Si algo de verdad necesita este mundo convulso es la compasión; el único néctar que podrá combatir el veneno del odio, la crueldad, el desinterés por las necesidades ajenas, la indiferencia hacia los desvalidos y más necesitados. No hay orquídea más preciosa que la compasión y si todos los grandes iniciados, tras ellos mismos obtener un estado de sublime paz, se decidieron a impartir la Enseñanza, solo fue por un sentimiento bien definido: compasión. Mi siempre recordado y amado amigo Babaji Sibananda de Benarés, una y otra vez insistía en que lo mejor que podemos hacer en esta vida es colaborar en el bienestar de los demás. Se entristecía cuando me decía: «Ramiro, la flor más bella es la de la compasión, pero está en pocos jardines».

A lo largo de muchos años acudí a Sri Lanka a entrevistarme con el monje budista alemán Nyanaponika Thera, cuya obra ha traducido magistralmente al castellano Almudena Hauríe Mena. Tuve ocasión de mantener con él largas y fecundas conversaciones, pues era un experto en las enseñanzas de Buda y un gran investigador sobre la atención mental. Comparto con los seguidores de este blog su significativo texto sobre la compasión, que a todos nos puede servir de fértil inspiración:

«El mundo sufre, pero la mayoría de las personas tienen los ojos y los oídos cerrados.

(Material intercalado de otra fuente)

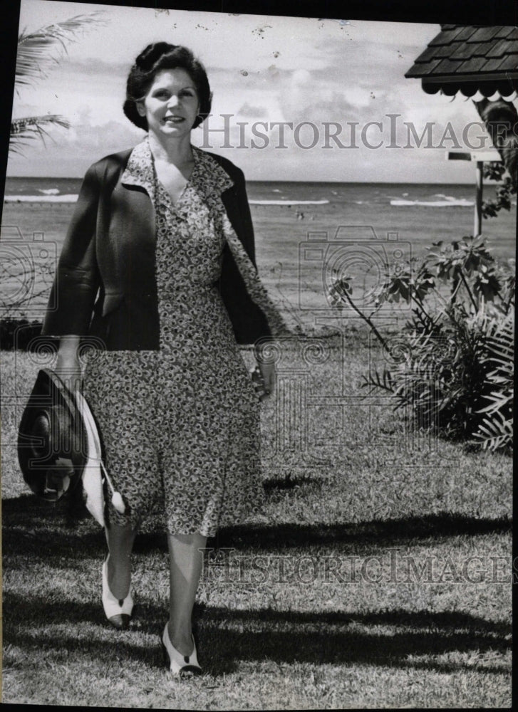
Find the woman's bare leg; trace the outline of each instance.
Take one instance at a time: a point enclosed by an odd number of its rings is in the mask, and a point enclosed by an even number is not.
[[[178,652],[192,652],[192,616],[203,566],[207,537],[201,534],[168,534],[170,570],[169,639]]]
[[[115,598],[125,598],[131,584],[131,552],[137,531],[112,524],[106,526],[105,533],[110,552],[108,585]]]

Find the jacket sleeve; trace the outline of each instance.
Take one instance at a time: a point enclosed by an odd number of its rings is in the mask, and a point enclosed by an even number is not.
[[[224,201],[229,219],[252,263],[255,258],[254,226],[243,172],[233,166],[234,187]],[[234,327],[239,344],[253,344],[258,339],[271,336],[268,320],[262,310],[252,299],[228,245],[224,250],[219,291]]]
[[[41,333],[88,333],[100,283],[95,226],[100,194],[95,167],[86,172],[58,263]]]

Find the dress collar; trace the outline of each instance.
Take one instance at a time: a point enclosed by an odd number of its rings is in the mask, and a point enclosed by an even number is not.
[[[204,197],[220,194],[234,185],[228,173],[212,156],[197,146],[192,146],[195,166],[187,186],[196,189]],[[146,136],[130,154],[126,167],[121,177],[125,185],[139,185],[150,195],[153,194],[155,174],[153,157]]]

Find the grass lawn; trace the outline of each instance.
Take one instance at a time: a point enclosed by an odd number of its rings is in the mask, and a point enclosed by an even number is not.
[[[1,356],[2,701],[510,706],[512,459],[413,433],[388,402],[363,398],[380,355],[361,335],[283,344],[261,406],[264,516],[209,542],[195,608],[204,674],[181,683],[158,641],[159,523],[137,540],[135,617],[118,632],[100,603],[103,531],[37,501],[17,468],[18,419],[45,364]]]

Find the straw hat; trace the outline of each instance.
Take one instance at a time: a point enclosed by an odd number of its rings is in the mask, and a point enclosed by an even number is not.
[[[57,501],[77,486],[87,454],[86,430],[75,397],[53,372],[41,369],[18,434],[24,479],[35,494]]]

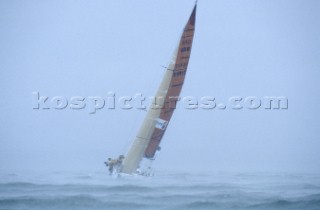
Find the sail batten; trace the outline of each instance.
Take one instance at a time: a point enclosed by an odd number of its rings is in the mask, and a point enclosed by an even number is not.
[[[196,21],[195,5],[187,24],[184,27],[180,42],[156,92],[155,101],[151,104],[136,138],[134,139],[125,159],[121,172],[136,172],[140,161],[145,157],[153,159],[167,126],[175,110],[186,71],[189,64]],[[158,100],[162,99],[162,100]]]

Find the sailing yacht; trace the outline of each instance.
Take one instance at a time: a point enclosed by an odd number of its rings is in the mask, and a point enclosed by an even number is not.
[[[150,166],[148,164],[145,166],[145,162],[151,163],[155,159],[175,110],[191,55],[196,10],[197,3],[184,27],[178,47],[173,53],[156,92],[155,100],[151,104],[129,151],[124,158],[116,161],[117,164],[112,165],[117,174],[150,175]]]

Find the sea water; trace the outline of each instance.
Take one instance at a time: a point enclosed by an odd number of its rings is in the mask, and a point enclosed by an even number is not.
[[[1,173],[1,210],[320,210],[320,175],[156,172]]]

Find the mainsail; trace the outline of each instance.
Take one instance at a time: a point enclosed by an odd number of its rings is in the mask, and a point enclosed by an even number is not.
[[[153,159],[170,122],[180,95],[195,31],[197,4],[183,30],[179,45],[165,72],[147,116],[122,162],[120,172],[133,174],[143,158]]]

No ven la corriente incesante de lágrimas que fluyen durante toda la vida, no oyen los gritos de dolor que constantemente saturan el mundo. Sus propias y minúsculas penas y alegrías nublan su vista y ensordecen sus oídos; debido al egoísmo sus corazones se han vuelto duros y correosos, y siendo así, ¿cómo podrían conmoverse ante una meta más alta?, ¿cómo podrían darse cuenta de que la única forma de liberarse del sufrimiento es liberándose de su egoísmo?

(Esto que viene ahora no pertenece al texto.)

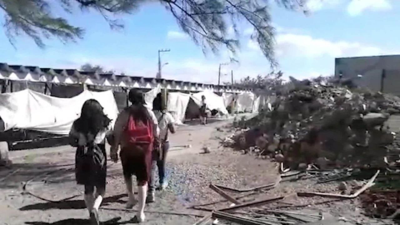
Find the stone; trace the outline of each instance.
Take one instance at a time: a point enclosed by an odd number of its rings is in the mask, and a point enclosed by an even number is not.
[[[383,113],[370,112],[364,116],[363,121],[367,125],[374,127],[382,125],[389,119],[389,116]]]
[[[339,187],[338,187],[339,191],[345,191],[347,190],[347,184],[344,181],[340,182],[339,184]]]
[[[307,170],[307,164],[302,163],[299,164],[298,170],[300,171],[306,171]]]
[[[210,147],[203,147],[203,151],[204,151],[204,153],[209,153],[211,152],[211,149],[210,148]]]
[[[8,165],[11,161],[8,157],[8,144],[6,141],[0,142],[0,165]]]
[[[276,150],[278,149],[278,146],[275,145],[270,145],[268,146],[268,151],[270,153],[275,152]]]
[[[285,157],[281,154],[277,154],[275,156],[275,160],[279,163],[283,163],[285,160]]]
[[[256,140],[256,145],[260,149],[264,149],[268,145],[268,140],[263,136],[261,136]]]
[[[324,157],[320,157],[317,159],[317,165],[320,169],[324,170],[328,166],[328,160]]]

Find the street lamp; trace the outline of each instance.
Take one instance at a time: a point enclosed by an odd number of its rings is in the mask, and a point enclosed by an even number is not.
[[[218,85],[220,85],[220,82],[221,80],[221,66],[228,65],[229,63],[225,62],[225,63],[220,63],[220,68],[218,70]]]
[[[158,79],[161,78],[161,67],[162,66],[161,66],[161,59],[160,56],[160,53],[165,52],[169,52],[170,51],[171,51],[171,50],[170,50],[170,49],[165,49],[165,50],[161,49],[160,50],[158,50],[158,73],[157,74],[156,78],[157,78]],[[163,66],[164,66],[166,64],[164,64],[163,65]]]

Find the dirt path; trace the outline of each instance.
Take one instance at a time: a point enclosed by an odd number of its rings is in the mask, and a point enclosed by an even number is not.
[[[171,149],[168,165],[170,186],[166,191],[156,193],[156,203],[146,205],[146,210],[148,212],[146,214],[147,221],[144,224],[192,224],[198,217],[155,212],[186,213],[198,216],[205,215],[207,213],[190,208],[195,205],[222,200],[208,187],[210,183],[244,188],[275,180],[278,169],[275,163],[220,146],[219,139],[226,137],[229,131],[216,128],[228,123],[219,121],[206,126],[181,127],[176,134],[171,136],[172,146],[190,145],[192,147]],[[204,146],[210,148],[210,153],[201,154]],[[13,152],[10,155],[15,164],[10,170],[0,171],[0,224],[87,224],[83,188],[77,185],[74,180],[73,149],[62,147]],[[120,163],[109,161],[108,163],[106,194],[100,211],[100,220],[103,224],[130,224],[135,212],[121,210],[124,209],[127,197]],[[50,202],[32,195],[22,194],[23,185],[28,181],[31,182],[25,187],[35,195],[52,201],[68,199]],[[336,183],[318,187],[315,187],[314,183],[309,180],[282,183],[279,188],[268,192],[257,192],[240,201],[290,195],[301,190],[332,192],[337,189]],[[301,205],[312,204],[321,200],[291,197],[285,201],[286,204]],[[216,208],[229,205],[222,201],[206,207]],[[354,218],[366,220],[368,223],[364,224],[372,224],[371,221],[362,217],[358,205],[357,200],[350,200],[308,208],[328,212],[334,216],[347,216],[352,213]]]

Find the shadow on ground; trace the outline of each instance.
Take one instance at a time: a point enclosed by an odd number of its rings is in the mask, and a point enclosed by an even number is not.
[[[125,221],[123,222],[118,222],[121,219],[120,217],[117,217],[111,219],[100,222],[100,224],[101,225],[118,225],[122,224],[128,224],[132,223],[131,220]],[[90,222],[88,219],[68,219],[57,221],[53,223],[46,223],[41,221],[32,221],[26,222],[25,224],[30,224],[31,225],[71,225],[74,224],[76,225],[90,225]]]
[[[126,201],[120,199],[126,197],[126,194],[118,195],[105,198],[102,203],[103,205],[107,205],[111,203],[118,203],[124,204]],[[19,210],[22,211],[28,210],[47,210],[53,209],[86,209],[85,202],[83,200],[70,200],[60,201],[60,202],[46,202],[37,203],[33,205],[26,205]],[[74,223],[70,223],[73,224]]]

«Es la compasión quien levanta las pesadas trancas y abre la puerta de la libertad, quien hace el corazón pequeño tan grande como el mundo. La compasión arrastra consigo el letargo que nos deja inertes, abrumados, que paraliza y da alas a los que están anclados en sí mismos. La compasión hace que tengamos presente con toda viveza en la mente el hecho del sufrimiento, incluso en las ocasiones en las que estamos prsonalmente libres de él; nos proporciona la enriquecedora experiencia del sufrimiento, fortaleciendo nuestra preparación para afrontarlo cuando nos toque. La compasión es fuerza y da fuerza».